We inform customers of our permit and licence decisions on our website and all documents relating to the decision are made available via our online public register.
For water resources applications we currently record our decision in a determination report. For water resources applications which are deemed to be HPI or are refused we also produce a decision statement which we place on our website.
Please note: If we receive numerous comments on the same issue, we may group these together in the decision document as one summary (per issue). However, each individual consultation response will be saved on our system.
How we consult on new standard rule sets
We offer standard rule permits (SRPs) for a range of activities. These contain conditions including strict location criteria and activities must also be carried out in line with the generic risk assessment for the given activity.
We consult on all new draft standard rule permits and their corresponding risk assessments prior to them being finalised and published on our website – they can then be applied for once published.
- We identify organisations who may be interested in the SRP e.g. industry groups & unions.
- We discuss the work with them and develop initial draft SRP and risk assessment of the activity.
- Next, we share the draft documents on our website for consultation where we invite comments from the public and any interested organisations. The length of the consultation period may vary depending on the complexity and level of interest in that particular rule set. We let people know about the consultation via our website and our social media platforms and occasionally directly by email
- We then review the consultation responses, finalise the documents and get any supporting guidance ready to be published with the rule set and risk assessment.
- Finally, we publish the standard rule permit and its risk assessment on our website. The rule set is now ‘live’ and can be applied for.
We take a similar approach when we want to amend or revoke a set of standard rules but the consultation period is usually only for a maximum of 28 days and we write to operators and other organisations or individuals that hold permits that will be affected by the proposed change.

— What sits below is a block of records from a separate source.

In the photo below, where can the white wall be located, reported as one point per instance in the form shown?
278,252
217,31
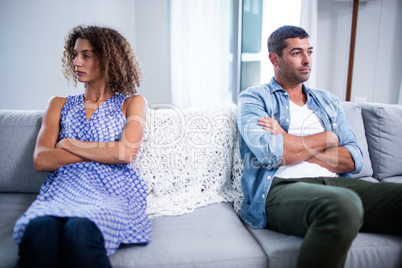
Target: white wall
32,39
153,49
378,61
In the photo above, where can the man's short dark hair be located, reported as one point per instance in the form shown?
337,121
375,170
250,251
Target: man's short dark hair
276,41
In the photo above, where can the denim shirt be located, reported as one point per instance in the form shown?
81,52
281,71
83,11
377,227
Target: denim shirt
262,151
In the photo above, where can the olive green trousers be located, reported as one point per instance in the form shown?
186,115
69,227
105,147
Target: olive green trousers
329,212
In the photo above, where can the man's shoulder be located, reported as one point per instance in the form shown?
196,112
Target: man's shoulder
259,91
323,95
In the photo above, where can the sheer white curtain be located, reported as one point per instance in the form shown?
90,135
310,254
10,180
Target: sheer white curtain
308,21
200,52
400,93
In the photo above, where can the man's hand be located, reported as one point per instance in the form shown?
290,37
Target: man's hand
271,125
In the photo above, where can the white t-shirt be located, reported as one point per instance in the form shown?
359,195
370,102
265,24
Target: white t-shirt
303,122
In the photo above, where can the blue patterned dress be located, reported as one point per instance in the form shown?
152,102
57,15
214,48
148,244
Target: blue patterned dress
112,196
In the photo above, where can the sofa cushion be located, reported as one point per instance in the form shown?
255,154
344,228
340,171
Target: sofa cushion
186,157
13,205
354,116
383,125
368,250
212,236
18,131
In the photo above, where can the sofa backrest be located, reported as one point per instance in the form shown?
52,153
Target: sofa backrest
383,125
354,115
18,132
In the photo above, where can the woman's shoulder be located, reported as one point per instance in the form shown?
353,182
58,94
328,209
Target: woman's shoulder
135,104
57,101
137,100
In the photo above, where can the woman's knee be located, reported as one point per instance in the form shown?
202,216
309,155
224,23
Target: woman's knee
42,229
79,232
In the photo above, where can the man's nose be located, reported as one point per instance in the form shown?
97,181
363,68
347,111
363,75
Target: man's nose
77,61
307,59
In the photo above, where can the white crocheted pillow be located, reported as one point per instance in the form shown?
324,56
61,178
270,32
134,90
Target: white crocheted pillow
186,158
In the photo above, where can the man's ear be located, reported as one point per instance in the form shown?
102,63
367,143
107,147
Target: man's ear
274,58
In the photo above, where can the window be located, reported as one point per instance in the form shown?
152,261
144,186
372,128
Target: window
218,47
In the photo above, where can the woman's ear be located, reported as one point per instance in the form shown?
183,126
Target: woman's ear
274,58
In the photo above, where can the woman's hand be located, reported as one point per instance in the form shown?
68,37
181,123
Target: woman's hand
271,125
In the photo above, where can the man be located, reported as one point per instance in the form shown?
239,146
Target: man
298,151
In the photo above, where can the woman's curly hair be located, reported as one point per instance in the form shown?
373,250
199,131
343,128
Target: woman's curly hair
118,63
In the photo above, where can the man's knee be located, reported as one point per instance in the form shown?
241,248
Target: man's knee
341,212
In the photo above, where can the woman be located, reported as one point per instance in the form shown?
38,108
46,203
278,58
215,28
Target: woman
92,200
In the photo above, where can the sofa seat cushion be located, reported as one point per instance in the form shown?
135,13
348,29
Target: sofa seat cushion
396,179
383,126
211,236
12,207
368,250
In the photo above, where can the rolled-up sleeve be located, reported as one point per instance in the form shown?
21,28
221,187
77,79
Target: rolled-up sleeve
266,147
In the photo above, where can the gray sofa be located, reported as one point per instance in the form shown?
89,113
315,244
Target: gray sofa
190,161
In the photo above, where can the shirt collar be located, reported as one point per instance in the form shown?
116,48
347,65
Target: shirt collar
274,86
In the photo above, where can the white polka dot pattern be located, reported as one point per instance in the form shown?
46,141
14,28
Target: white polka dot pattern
112,196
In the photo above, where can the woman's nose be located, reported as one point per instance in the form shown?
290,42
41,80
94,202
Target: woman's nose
76,61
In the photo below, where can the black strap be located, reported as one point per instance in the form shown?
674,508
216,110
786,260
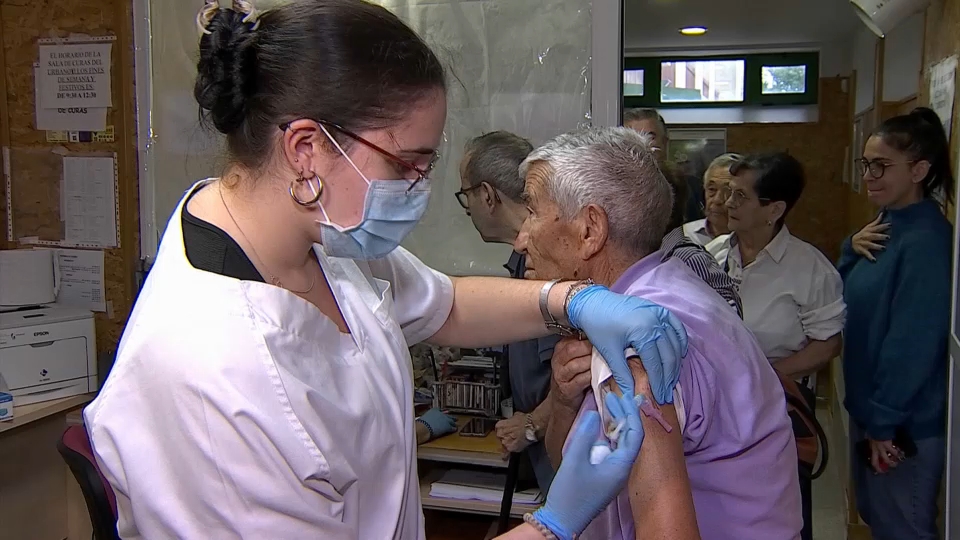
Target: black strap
510,485
802,406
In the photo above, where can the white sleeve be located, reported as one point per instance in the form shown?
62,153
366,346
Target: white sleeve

How we follow General Data Protection Regulations (GDPR) with consultation responses
When we receive a response from an individual, it is saved on our system but not automatically available on our online public register. We do this to protect the personal information of the individual making the representation.
The content of the response can be made available via an official request for information. Should this happen, we would ensure all personal information, such as name and address, is redacted prior to providing the information in the response to the request.